Cotton in most areas of the Upper Southeast is ahead of the five-year schedule of growth for mid-July and is at or nearing its most vulnerable stage for stink bug damage.

North Carolina State University Entomologist Jack Bacheler says, “Weeks 3 through 5 of the bloom period is the time interval when the levels of stink bug-susceptible bolls are at their highest. This is also the time when a 10 percent damage threshold should be used.”

He adds, “Remember that our goal is to reduce or eliminate an economically-damaging population of stink bugs, not to ineffectively try to reverse boll damage that’s already taken place.

Clemson University Entomologist Jeremy Greene says there are a couple of good ways to check for stink bug infestations.
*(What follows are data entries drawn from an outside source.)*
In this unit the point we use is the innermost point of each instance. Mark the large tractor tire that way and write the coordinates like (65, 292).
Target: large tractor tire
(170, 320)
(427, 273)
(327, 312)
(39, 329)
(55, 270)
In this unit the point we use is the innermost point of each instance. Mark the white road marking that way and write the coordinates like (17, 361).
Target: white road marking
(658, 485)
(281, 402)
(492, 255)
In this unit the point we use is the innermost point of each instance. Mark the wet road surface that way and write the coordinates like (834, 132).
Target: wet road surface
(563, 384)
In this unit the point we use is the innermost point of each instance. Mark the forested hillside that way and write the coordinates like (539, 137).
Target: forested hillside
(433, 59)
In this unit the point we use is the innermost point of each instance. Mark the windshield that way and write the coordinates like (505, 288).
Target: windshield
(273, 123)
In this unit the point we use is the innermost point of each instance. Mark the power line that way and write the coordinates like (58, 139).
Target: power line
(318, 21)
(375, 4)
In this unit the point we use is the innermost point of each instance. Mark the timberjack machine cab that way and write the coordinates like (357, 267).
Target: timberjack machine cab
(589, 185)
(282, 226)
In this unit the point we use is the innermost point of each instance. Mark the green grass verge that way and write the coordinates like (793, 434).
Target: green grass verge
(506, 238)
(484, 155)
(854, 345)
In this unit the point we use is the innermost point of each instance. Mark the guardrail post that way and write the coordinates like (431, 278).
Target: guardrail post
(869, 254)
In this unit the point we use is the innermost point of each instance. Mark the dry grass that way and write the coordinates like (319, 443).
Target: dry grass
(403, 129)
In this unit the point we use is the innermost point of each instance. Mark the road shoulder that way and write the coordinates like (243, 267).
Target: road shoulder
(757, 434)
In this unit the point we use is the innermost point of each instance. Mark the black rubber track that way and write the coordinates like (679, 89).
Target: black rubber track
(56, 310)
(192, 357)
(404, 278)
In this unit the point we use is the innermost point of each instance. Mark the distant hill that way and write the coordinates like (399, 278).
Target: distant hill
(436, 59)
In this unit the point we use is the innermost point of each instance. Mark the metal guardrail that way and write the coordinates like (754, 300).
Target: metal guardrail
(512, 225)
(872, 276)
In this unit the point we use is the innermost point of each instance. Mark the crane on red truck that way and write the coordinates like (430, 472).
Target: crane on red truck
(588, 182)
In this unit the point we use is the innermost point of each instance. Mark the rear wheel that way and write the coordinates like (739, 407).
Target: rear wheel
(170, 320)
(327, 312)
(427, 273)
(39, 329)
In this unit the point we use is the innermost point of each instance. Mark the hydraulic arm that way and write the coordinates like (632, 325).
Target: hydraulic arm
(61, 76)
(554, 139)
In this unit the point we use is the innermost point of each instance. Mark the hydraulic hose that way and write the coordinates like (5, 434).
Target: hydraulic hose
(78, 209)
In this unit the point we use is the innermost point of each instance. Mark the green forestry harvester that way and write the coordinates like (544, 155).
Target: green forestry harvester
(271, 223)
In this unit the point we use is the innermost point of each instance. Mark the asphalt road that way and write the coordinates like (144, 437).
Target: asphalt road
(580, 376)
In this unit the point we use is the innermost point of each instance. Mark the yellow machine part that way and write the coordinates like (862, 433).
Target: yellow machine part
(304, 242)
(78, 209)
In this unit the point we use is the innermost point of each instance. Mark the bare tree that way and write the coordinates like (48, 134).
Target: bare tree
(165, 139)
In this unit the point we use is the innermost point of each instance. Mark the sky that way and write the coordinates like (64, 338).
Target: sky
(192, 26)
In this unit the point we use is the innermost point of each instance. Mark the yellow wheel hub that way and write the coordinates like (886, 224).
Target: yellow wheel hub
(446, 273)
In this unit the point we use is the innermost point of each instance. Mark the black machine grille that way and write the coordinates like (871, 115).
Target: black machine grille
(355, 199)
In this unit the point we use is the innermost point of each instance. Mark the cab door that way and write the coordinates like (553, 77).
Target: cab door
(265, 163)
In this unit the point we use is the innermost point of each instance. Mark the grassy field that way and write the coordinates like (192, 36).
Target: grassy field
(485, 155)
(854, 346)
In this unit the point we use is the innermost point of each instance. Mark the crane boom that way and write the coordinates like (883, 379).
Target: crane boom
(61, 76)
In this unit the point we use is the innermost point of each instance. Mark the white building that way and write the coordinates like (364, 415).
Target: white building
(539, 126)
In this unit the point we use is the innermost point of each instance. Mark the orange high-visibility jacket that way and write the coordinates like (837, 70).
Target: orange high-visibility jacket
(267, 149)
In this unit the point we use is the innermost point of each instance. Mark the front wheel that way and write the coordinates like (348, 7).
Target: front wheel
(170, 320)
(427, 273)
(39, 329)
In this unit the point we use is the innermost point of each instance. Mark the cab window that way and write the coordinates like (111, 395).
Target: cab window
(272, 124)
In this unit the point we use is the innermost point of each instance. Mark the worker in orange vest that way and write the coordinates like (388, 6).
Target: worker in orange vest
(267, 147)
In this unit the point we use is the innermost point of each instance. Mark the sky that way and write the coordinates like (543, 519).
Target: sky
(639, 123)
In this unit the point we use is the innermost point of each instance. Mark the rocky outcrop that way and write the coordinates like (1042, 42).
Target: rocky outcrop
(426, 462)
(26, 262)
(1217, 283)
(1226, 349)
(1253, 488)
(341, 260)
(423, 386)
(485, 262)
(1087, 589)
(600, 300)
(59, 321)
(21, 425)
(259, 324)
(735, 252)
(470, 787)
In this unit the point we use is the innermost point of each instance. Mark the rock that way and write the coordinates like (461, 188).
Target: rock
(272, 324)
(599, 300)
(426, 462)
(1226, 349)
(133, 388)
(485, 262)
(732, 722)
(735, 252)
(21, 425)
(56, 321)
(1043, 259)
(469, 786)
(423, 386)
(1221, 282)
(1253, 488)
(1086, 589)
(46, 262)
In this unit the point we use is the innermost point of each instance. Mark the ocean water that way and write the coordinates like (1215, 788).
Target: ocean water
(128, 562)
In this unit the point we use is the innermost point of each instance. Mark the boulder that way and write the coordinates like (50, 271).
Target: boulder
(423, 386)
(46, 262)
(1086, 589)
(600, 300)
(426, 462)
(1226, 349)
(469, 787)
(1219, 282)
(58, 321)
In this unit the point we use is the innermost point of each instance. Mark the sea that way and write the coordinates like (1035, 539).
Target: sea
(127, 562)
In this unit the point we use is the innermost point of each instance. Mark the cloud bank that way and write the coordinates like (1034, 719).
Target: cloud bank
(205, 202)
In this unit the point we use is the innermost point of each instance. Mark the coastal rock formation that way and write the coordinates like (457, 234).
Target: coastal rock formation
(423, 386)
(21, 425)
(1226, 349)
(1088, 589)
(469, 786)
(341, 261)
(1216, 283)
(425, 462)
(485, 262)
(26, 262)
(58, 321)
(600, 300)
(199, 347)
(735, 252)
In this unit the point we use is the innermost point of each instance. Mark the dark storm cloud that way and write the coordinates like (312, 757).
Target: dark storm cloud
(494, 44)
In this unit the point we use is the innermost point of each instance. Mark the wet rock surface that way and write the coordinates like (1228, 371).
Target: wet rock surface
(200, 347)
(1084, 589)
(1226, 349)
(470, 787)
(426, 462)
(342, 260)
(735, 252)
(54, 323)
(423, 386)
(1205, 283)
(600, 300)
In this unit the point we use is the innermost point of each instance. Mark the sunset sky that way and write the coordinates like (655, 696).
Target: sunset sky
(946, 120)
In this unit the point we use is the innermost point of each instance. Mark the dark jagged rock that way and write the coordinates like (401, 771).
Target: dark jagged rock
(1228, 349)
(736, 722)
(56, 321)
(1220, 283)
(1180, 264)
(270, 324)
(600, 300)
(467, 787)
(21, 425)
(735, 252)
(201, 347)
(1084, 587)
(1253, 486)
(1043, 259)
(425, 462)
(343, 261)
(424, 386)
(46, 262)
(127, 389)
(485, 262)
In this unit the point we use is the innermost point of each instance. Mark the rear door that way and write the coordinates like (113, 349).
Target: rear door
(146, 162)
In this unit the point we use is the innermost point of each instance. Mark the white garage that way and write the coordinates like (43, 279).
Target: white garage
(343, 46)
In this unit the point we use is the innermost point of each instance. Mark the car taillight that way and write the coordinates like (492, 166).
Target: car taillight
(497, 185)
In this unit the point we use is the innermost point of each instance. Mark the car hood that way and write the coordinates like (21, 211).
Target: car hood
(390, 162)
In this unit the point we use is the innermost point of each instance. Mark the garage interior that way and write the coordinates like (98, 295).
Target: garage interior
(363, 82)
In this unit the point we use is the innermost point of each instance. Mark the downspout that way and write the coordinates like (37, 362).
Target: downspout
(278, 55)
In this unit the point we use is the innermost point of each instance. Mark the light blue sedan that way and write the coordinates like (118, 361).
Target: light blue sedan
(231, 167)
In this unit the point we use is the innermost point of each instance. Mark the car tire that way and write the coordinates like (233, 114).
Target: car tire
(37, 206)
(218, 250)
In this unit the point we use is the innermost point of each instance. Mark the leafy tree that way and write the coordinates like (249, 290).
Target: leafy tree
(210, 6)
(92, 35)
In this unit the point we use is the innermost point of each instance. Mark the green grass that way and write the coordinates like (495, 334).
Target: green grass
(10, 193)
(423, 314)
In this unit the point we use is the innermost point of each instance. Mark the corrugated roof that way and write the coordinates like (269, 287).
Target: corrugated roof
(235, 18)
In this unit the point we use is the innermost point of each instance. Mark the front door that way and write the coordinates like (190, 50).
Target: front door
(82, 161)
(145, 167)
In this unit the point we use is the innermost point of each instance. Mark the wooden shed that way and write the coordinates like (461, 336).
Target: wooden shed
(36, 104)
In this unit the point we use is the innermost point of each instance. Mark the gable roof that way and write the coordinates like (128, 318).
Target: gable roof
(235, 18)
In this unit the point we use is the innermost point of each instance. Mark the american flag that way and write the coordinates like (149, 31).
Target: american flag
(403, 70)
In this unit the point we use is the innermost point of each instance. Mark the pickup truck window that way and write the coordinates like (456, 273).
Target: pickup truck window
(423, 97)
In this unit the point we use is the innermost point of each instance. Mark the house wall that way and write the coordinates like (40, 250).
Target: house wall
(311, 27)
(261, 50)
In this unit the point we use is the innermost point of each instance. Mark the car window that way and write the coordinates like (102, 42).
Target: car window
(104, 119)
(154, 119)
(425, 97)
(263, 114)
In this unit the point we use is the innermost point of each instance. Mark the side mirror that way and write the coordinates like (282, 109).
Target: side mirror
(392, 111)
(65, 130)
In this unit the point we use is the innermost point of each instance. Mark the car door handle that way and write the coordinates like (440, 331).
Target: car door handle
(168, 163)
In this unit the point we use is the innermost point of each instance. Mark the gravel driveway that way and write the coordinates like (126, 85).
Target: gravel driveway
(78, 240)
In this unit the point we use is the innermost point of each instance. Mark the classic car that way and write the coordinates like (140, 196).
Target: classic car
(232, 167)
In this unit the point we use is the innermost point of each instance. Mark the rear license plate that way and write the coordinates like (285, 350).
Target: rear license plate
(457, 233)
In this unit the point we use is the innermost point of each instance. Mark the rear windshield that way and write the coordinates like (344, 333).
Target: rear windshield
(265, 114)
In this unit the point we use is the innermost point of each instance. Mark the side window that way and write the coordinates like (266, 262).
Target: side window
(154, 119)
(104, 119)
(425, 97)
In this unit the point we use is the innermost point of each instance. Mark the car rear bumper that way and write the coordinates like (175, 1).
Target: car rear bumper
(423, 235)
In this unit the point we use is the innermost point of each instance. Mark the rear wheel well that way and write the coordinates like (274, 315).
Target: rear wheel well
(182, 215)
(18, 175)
The key to both is to start scouting for stink bugs when small bolls appear.

The first method is to randomly select at least 25 bolls that are at least one inch in diameter per field and add one additional boll for each acre exceeding 25 acres, he says.

Each boll should be broken open and the carpal walls, lint and seed should be examined for injury symptoms, including warty growths on the carpal wall and discolored lint and seed, Greene says.

Growers can also rate an infestation based on numbers of stink bugs by using a beat cloth or beat pan. Carefully approach and shake the plants on at least 30 total feet of row from 10 three-foot samples. When going by numbers of stink bugs, one or more stink bugs per 6 feet of row indicates the need for an insecticide.